农村基层民主实验模式再观察——一个全局性视角
周辉
【全文】
一、序言
农村基层民主是农村基层群众自治制度的核心内容,也是当前中国民主发展的最前沿。可以说,农村基层民主发展的好坏不仅关乎到中国农村的政治稳定,还将影响到整个中国全局的民主进程。因此,考察中国基层民主的发展状况应当保有全局的敏感性。本文将试图从一个全局性的观察视角来重新解读当下中国农村基层民主发展的新动向、新实验,在此基础上来描绘下放大后的民主将应是一个怎样的“东西”。
二、农村的问题,全局的缩影
今年是1987年颁布的《
村民委员会组织法(试行)》的第二十个年头,也是《
村民委员会组织法》正式实施的第九个年头了。回望中国农村基层群众自治制度的发展历程,我们在为其所取得的巨大成就而感到欣喜的同时,也对其发展的瓶颈深感困惑。这种困惑是现实的,也是制度上的。某种意义上,这也是中国全局性问题在农村的一个缩影。
农村基层民主在现实中最大的困惑是如何处理村民直接选举产生的村民委员会与作为执政党的中国共产党的农村基层组织村党支部之间的关系,其具体表现就是如何处理村委会主任与村党支部书记之间的关系。“一山难容二虎”。村主任与党支书作为一个村里的两大“巨头”,彼此间为谁是村里真正的“老大”发生冲突的案例在实践中屡见不鲜。譬如,2000年12月,山东省栖霞市57名村委会主任因不满乡党委和村党支部的压制,向中央联名上书,宣布集体辞职;2001年6月,陕西省西安市莲湖区马军寨村党支部书记谢国维为防村委会主任彭自然掌权后危及自身利益,雇佣凶手杀在大街上遭将其暗杀[1]……
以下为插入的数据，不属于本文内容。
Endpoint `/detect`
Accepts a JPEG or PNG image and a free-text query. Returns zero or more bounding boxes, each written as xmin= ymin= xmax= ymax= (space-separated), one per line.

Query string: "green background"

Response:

一个个鲜活的案例让我们意识到这不仅仅是个案问题,而很可能是个制度问题。制度上对村委会与党支部间权限界分的模糊处理,必然导致二者为了在权力的“模糊地带”实现利于自身利益的确定化而展开“斗争”。
翻开1987年的《
村民委员会组织法(试行)》,我们可以发现该法通篇没有提及党的地位和作用。基于此可能有两种解释:一是党退出农村基层领导,再者就是对于党在基层的地位和作用采取回避态度。而这显然与党章规定相悖的。根据中国共产党党章第五章“党的基层组织”部分的规定,“党的基层组织是党在社会基层组织中的战斗堡垒,是党的全部工作和战斗力的基础”,农村党支部显然正是党在农村,这一中国政治领域里至关重要阵地的战斗堡垒,对党的全部工作和战斗力也显然发挥着基础作用。退出农村的基层领导对党来说是不可想象的。当然这也是整个农村基层民主健康发展所必须避免的。那我们只能想象另外一种解释,即当时的立法者以消极态度回避了这一问题。这也从侧面印证了这一问题的困难度之高。而到了1998年的《
村民委员会组织法》,立法者就不再那么消极,专门就中国共产党在农村基层自治中的地位和作用做出了规定:“中国共产党在农村的基层组织,按照
中国共产党章程进行工作,发挥领导核心作用;依照
宪法和法律,支持和保障村民开展自治活动、直接行使民主权利。”[2]按照官方表述,作为1998年的《
村民委员会组织法》新的规定之首就是:“明确了党在农村工作中的核心作用”[3]。但正是这一明确规定,将党支部与村委会的地位竞合由实践层面带到了制度层面。根据本法所强调的“农村村民实行自治、由村民群众依法办理自己的事情”、“民主选举、民主决策、民主管理、民主监督”,村委会作为承担村民自治职能的机构,在通过民主选举确立自己地位合法性的前提下,无疑在法治的话语下将成为农村里“理所当然”的日常“决策者”,或者村民大会下的“最高执行者”。显然,作为“领导核心”的党支部将面临如何论证自己成为民选产生的村委会的当然领导者的困难;而民选产生的村委会也将会遇到在村民自治范围内为何要服从选民意志外另一机构意志的困惑。应该说,1998年的《
村民委员会组织法》明白地将两个脑袋安在了农村基层自治这一躯体上:一个脑袋是村委会;另一个就是村党支部。虽然在法条中分别规定出了二者的地位,但也仅仅是罗列而已,并没有协调二者具体关系的条款。可以这样说,该法将现实中的问题反映了出来,但并没有就解决问题提出任何可操作的解决模式或解决方案。面对如何统一党在基层的领导和基层自治民主之间的关系这一根本问题,该法仍然选择了回避。